Along with the townsman speculative accusation of and Danforth believing in them, the idea of lies forming undisputed truth, even without strong evidence can also be seen with the people lack common sense with the witch trials. For instance, when Giles comes into John’s house and brings some alarming news that “Rebecca’s in the jail” (68). Ironically, the town has put Rebecca Nurse in jail, even though Rev. Hale thinks highly of her, for her being holy. The town does not use common sense when they sent Rebecca Nurse to jail, thus they do not use common sense when distinguishing lies from truths. The fact the town does not use common sense when who told the truth or lies were spread by the people, but the lies were accepted as the truth, even with no evidence. Equally important, when Rev. Hate asks John Proctor why would he not testify in court to prove the witchcraft was a lie, He responds “…I may wonder if my story will be credited in such a court…you will suspicion such a woman that never lied” (67). The irony in this is the women have created a lie that has caused the witchcraft, and yet they are considered to never lie. The town believes this lie since they overwhelmed in fear of getting accused of being witches, and since the town believes the girls never lie, even though the girls have a track record of lying. The girls manifested power from this witchcraft has caused hysteria in the town, making them accept a lie as the truth, even if they ignore their practicality of common sense, signifying how lies can take shape to form approved truth. Finally, when Danforth questions Rev. Hale about why he helps the prisoners to confess, he says “…there is blood on my head! Can you not see the blood on my head!!” (125). The use of parallel structure by Rev. Hale unmasks that he feels guilty for the innocent people. He feels guilty for the innocent people since they are paying for their life for this lie has formed in the town. Rev. Hale’s guilt for the innocent people being hanged because the town can’t use common sense and see the innocent people are truly innocent expresses lies are now considered the truth and people paid the ultimate price, their life. As a result. The town’s inability to use common sense with the witch trials shows the accepted truth forms from white lies.

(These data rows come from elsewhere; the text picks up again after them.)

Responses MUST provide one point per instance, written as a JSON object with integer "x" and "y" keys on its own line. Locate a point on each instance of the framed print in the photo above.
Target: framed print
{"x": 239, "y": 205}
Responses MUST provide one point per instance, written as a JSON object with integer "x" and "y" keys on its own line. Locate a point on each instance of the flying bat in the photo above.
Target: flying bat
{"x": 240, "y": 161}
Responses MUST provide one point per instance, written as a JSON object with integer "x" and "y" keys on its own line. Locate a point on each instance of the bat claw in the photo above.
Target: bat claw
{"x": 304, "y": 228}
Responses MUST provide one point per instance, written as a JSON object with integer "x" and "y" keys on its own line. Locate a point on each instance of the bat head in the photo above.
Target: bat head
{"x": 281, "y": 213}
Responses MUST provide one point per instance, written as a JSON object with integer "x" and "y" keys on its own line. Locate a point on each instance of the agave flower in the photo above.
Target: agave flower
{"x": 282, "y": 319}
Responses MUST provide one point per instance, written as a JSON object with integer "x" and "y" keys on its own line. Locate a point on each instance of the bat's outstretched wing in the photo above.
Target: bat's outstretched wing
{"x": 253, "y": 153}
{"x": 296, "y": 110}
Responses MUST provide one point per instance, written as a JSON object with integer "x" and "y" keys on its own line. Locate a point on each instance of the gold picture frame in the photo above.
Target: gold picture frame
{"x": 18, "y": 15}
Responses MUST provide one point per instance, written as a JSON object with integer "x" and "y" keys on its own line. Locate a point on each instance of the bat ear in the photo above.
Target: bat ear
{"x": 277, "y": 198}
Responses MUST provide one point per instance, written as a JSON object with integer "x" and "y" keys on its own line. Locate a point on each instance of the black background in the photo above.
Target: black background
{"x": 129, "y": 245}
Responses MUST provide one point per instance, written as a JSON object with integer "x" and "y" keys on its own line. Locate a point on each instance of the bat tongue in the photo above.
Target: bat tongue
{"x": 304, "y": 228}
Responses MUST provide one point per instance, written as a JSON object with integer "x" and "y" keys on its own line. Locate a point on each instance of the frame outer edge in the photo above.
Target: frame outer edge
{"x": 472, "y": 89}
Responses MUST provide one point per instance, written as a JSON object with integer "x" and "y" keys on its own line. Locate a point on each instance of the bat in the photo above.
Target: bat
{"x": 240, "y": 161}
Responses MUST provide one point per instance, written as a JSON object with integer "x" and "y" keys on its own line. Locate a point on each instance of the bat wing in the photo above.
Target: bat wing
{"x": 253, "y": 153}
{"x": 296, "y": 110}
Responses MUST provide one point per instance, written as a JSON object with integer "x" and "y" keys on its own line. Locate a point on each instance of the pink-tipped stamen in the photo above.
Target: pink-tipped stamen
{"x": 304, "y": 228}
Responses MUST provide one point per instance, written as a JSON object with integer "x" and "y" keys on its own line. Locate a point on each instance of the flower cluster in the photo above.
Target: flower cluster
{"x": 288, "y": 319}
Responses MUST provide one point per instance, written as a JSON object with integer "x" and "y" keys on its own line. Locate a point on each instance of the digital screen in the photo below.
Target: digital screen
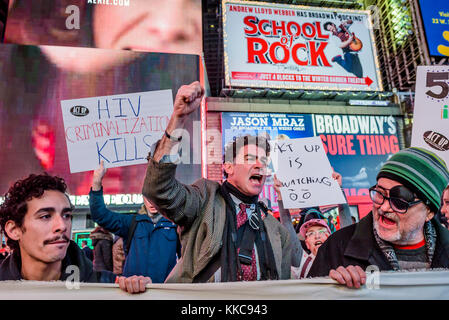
{"x": 34, "y": 80}
{"x": 138, "y": 25}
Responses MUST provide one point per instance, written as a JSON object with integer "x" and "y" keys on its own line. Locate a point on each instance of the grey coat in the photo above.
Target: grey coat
{"x": 199, "y": 211}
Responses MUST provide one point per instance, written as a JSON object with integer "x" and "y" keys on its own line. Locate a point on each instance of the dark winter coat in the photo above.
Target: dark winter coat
{"x": 102, "y": 243}
{"x": 10, "y": 269}
{"x": 355, "y": 245}
{"x": 153, "y": 247}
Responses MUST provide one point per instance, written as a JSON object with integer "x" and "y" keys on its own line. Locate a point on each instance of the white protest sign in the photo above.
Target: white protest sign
{"x": 305, "y": 173}
{"x": 431, "y": 111}
{"x": 117, "y": 129}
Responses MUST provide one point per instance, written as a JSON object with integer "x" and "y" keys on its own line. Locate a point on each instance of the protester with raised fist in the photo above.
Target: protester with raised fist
{"x": 225, "y": 234}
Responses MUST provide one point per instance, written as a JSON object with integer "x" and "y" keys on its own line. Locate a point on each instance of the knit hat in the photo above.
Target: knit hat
{"x": 421, "y": 171}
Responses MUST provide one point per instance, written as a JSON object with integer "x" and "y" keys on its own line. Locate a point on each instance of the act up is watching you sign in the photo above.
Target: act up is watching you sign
{"x": 301, "y": 165}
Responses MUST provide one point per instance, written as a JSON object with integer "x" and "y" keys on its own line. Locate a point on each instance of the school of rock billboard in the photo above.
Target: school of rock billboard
{"x": 285, "y": 46}
{"x": 356, "y": 145}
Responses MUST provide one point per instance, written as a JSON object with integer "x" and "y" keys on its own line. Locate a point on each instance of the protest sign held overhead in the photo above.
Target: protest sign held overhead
{"x": 303, "y": 169}
{"x": 118, "y": 129}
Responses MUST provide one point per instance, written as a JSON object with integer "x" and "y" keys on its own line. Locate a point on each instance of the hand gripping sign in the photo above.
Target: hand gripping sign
{"x": 118, "y": 129}
{"x": 305, "y": 173}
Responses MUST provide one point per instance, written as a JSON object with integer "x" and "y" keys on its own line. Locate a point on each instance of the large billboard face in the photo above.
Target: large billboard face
{"x": 435, "y": 16}
{"x": 296, "y": 47}
{"x": 356, "y": 145}
{"x": 34, "y": 81}
{"x": 141, "y": 25}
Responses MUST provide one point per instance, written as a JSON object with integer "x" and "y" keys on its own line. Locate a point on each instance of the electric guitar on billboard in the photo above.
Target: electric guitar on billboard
{"x": 356, "y": 44}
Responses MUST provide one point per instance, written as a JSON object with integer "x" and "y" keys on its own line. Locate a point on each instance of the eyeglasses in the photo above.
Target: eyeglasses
{"x": 319, "y": 232}
{"x": 397, "y": 204}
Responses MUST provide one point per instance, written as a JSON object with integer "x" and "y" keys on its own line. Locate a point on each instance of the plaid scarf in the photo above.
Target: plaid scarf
{"x": 429, "y": 235}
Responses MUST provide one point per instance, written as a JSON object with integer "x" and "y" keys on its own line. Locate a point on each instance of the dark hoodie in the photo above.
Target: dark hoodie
{"x": 10, "y": 269}
{"x": 102, "y": 243}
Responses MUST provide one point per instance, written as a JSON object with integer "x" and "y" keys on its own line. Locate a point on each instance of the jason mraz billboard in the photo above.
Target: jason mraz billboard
{"x": 296, "y": 47}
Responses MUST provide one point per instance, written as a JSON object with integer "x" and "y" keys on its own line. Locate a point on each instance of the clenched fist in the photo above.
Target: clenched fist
{"x": 188, "y": 99}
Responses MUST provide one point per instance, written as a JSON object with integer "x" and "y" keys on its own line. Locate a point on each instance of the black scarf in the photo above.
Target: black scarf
{"x": 230, "y": 264}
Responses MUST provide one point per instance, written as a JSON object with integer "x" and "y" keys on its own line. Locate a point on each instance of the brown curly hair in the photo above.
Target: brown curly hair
{"x": 15, "y": 205}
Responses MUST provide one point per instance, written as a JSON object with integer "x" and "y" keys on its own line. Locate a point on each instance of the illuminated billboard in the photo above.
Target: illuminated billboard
{"x": 435, "y": 17}
{"x": 295, "y": 47}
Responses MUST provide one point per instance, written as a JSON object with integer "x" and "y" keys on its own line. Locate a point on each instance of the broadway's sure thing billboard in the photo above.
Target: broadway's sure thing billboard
{"x": 356, "y": 145}
{"x": 284, "y": 46}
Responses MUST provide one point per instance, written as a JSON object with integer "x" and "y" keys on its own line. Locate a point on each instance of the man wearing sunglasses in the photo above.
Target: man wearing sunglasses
{"x": 400, "y": 232}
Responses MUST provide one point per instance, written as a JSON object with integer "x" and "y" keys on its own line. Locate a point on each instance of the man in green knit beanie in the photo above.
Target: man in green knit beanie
{"x": 400, "y": 233}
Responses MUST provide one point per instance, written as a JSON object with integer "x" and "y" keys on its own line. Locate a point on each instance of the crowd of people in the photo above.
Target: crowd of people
{"x": 219, "y": 232}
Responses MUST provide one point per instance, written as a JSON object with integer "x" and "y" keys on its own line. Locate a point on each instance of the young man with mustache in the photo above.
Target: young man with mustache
{"x": 400, "y": 233}
{"x": 37, "y": 219}
{"x": 225, "y": 234}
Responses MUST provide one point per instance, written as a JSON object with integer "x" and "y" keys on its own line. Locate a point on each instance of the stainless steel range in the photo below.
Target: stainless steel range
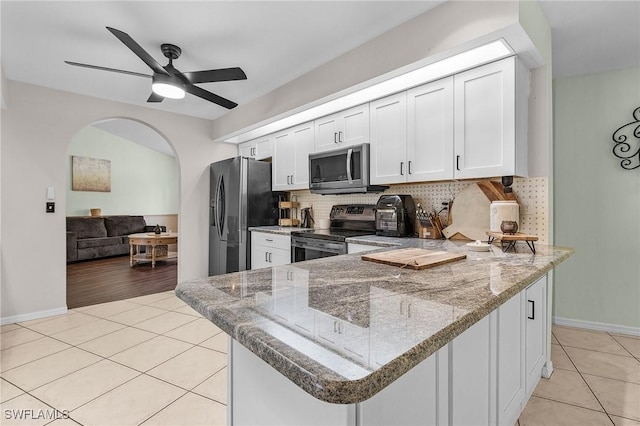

From the unsupported claims of witchery, Danforth falling for these lies, and the town nonexistence application of common sense with these sorcery allegations in The Crucible reveals how the agreed truth can often derive from lies, even when no evidence presents themselves. When the fine line between truth and lies start to get harder to distinguish, people have a harder time separating the truth and from lies. In the town of Salem, they had only one way to spread information through the town, by word, but in our society, we have a multitude of different media platforms for sharing information. People now must recognize the so-called “truth” from the lies, and with multiple sources in our hands, decision making becomes harder and harder. In our society with tons of lies and truth intermingled in our media, people might just see things or hear things and just repeat it, without using common sense, and if people start distinguishing lies from the truth, we would not have the same fiasco in The Crucible.